Há, por exemplo, um professor que faz bastante sucesso com adolescentes, ao lhes ofertar aulas com videogame, nas quais joga com os alunos, desenvolvendo o conteúdo das aulas enquanto eles se divertem. O mesmo professor já treinou em academia e fez compras com outros alunos, levando a campo conceitos aplicados durante as aulas. “Nada foi forçado por nós. O professor teve as ideias e combinou com os alunos a aplicação delas. Nós damos o suporte e eles interagem, como preferirem. É importante que os alunos sintam o idioma no cotidiano, na realidade, porque é justamente nesses momentos que mais precisarão conversar e os estamos preparando para a vida. É justamente o que desejamos: alunos fluentes em suas necessidades”, diz Cafezeiro.

Na metodologia da IP School – Inglês Particular, também não há problema de o aluno receber orientações em Português. “Sentimos que alguns alunos têm medo de entrar em uma aula, pela primeira vez, e ficarem perdidos, porque o professor fala com eles o tempo todo em inglês e eles nada entendem. Como nosso conteúdo é 100% personalizado, alunos iniciantes podem receber ensinamentos em Português, até estarem prontos para interagir o máximo possível em inglês. A ideia é que se desenvolvam e tenham segurança. Se impusermos menos regras rígidas, certamente eles se soltarão e aprenderão com mais desenvoltura”, acredita o profissional

*Programação Neurolinguística é uma metodologia que estuda o aprendizado comportamental, para entender como o cérebro trabalha com as informações e experiências. Assim, pretende, por meio de exercícios, reprogramar a mente para aprimorar todos os âmbitos da vida.

A franquia IP School – Inglês Particular

Com essa proposta inovadora, a IP School – Inglês Particular lança oficialmente sua franquia para interessados em operar em cidades do estado de São Paulo.

Criada em 2015, a marca possui seis escolas físicas, sendo quatro delas na capital paulista (Tatuapé, Santana, Pompeia e Avenida Paulista) e duas na região metropolitana (Guarulhos e Mogi das Cruzes). “São três unidades próprias e três franqueadas. Pretendemos abrir mais oito unidades em 2021 e totalizar 60 franquias em 2025”, contabiliza Rauel Araruna, sócio responsável pela Expansão.

A IP School – Inglês Particular oferece duas formatações de franquia. A microfranquia da marca requer investimento a partir de R$ 33 mil e oferece a oportunidade de o franqueado trabalhar com a franquia online, sem necessidade de instalações físicas. “Ele recebe o direito de explorar determinada região, com todo treinamento e suporte da franqueadora”, fala Araruna.

Já a franquia física exige investimento a partir de R$ 149 mil, já com a taxa de franquia, capital de giro e instalações inclusas, para uma escola de 150 m2. O franqueado também atuará em uma localidade pré-definida, recebendo treinamento e suporte da franqueadora.

“Nossa intenção é a de mudar a vida das pessoas por meio do ensino do inglês. Queremos formar pessoas, capacitá-las para o que elas desejam, seja para uma nova oportunidade no trabalho, para utilizarem o idioma em uma viagem ou para realização pessoal. Não queremos que o aluno passe a vida estudando o idioma, mas tenha o aprendizado completo, em tempo hábil, de forma a sentir-se preparado e não desistir de estudar, porque é possível ser fluente. Não temos medo de que isso aconteça porque é justamente com esse objetivo que cresceremos e conquistaremos novos alunos”, finaliza Fábio Ferreira, sócio responsável pelas questões administrativas da IP School – Inglês Particular.

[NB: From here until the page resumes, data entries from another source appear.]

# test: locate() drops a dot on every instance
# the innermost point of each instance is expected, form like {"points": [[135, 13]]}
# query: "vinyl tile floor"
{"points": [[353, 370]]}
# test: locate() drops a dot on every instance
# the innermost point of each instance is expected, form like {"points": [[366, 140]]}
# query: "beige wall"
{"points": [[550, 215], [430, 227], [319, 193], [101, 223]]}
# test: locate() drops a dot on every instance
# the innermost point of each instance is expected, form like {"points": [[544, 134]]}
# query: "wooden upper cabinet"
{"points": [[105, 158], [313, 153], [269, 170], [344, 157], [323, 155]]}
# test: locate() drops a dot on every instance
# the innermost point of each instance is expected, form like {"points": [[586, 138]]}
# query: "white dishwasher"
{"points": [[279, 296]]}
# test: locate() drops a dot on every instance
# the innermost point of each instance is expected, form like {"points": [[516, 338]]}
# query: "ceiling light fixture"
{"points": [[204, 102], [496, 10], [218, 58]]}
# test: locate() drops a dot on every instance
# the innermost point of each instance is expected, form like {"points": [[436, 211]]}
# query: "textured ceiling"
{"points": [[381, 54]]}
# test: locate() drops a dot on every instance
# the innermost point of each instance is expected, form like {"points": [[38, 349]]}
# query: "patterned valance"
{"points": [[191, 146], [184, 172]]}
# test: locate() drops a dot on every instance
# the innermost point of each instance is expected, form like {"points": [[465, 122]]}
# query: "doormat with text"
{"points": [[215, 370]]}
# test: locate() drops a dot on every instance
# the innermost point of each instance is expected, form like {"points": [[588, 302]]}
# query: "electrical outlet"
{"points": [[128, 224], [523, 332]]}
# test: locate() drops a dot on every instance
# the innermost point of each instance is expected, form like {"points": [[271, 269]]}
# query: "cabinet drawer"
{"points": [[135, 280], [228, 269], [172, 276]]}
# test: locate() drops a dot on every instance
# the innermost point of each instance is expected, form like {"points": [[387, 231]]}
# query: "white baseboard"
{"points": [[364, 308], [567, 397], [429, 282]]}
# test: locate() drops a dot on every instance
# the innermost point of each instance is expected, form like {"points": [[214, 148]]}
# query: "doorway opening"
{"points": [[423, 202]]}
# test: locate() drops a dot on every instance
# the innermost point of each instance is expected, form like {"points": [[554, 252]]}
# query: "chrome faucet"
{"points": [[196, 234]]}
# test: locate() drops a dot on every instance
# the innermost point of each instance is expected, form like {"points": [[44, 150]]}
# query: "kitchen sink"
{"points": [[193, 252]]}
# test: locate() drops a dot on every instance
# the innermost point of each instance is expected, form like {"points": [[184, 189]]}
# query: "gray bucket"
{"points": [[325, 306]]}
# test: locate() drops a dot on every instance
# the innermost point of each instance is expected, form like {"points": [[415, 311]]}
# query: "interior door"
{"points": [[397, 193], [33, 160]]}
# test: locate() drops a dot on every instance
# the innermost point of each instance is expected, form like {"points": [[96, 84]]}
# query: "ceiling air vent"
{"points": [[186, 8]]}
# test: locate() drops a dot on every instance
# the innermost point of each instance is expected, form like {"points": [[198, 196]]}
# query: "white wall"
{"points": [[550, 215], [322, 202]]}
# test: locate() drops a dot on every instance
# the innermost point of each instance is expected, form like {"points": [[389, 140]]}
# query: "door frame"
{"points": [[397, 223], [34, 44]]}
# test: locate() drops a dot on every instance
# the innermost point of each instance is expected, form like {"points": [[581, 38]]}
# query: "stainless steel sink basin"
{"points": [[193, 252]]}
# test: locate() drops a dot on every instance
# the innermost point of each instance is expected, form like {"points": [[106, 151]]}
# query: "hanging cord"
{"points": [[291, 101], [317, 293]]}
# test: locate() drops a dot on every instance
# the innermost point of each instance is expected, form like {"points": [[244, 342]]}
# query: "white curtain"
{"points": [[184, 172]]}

A proposta da marca para a capital paulista

A IP School pretende expandir-se na cidade de São Paulo com escolas físicas e microfranquias. “Fizemos um amplo estudo do mercado e percebemos uma carência em serviços personalizados, como os nossos, já que a maioria das escolas trabalha pelo método tradicional. Na capital paulista, há uma grande oportunidade de atender empresas, fazer convênios e existe uma demanda latente de quem realmente precisa falar inglês e está cansado de tentar e não aprender. Por isso, existe muita oportunidade de crescimento. Existem regiões em que é possível implantar escolas e, em outras, o franqueado poderá trabalhar em home office, com microfranquia, atendendo clientes virtualmente ou mesmo em empresas. Temos um mapeamento dos municípios que mostra essas opções”, explica Araruna.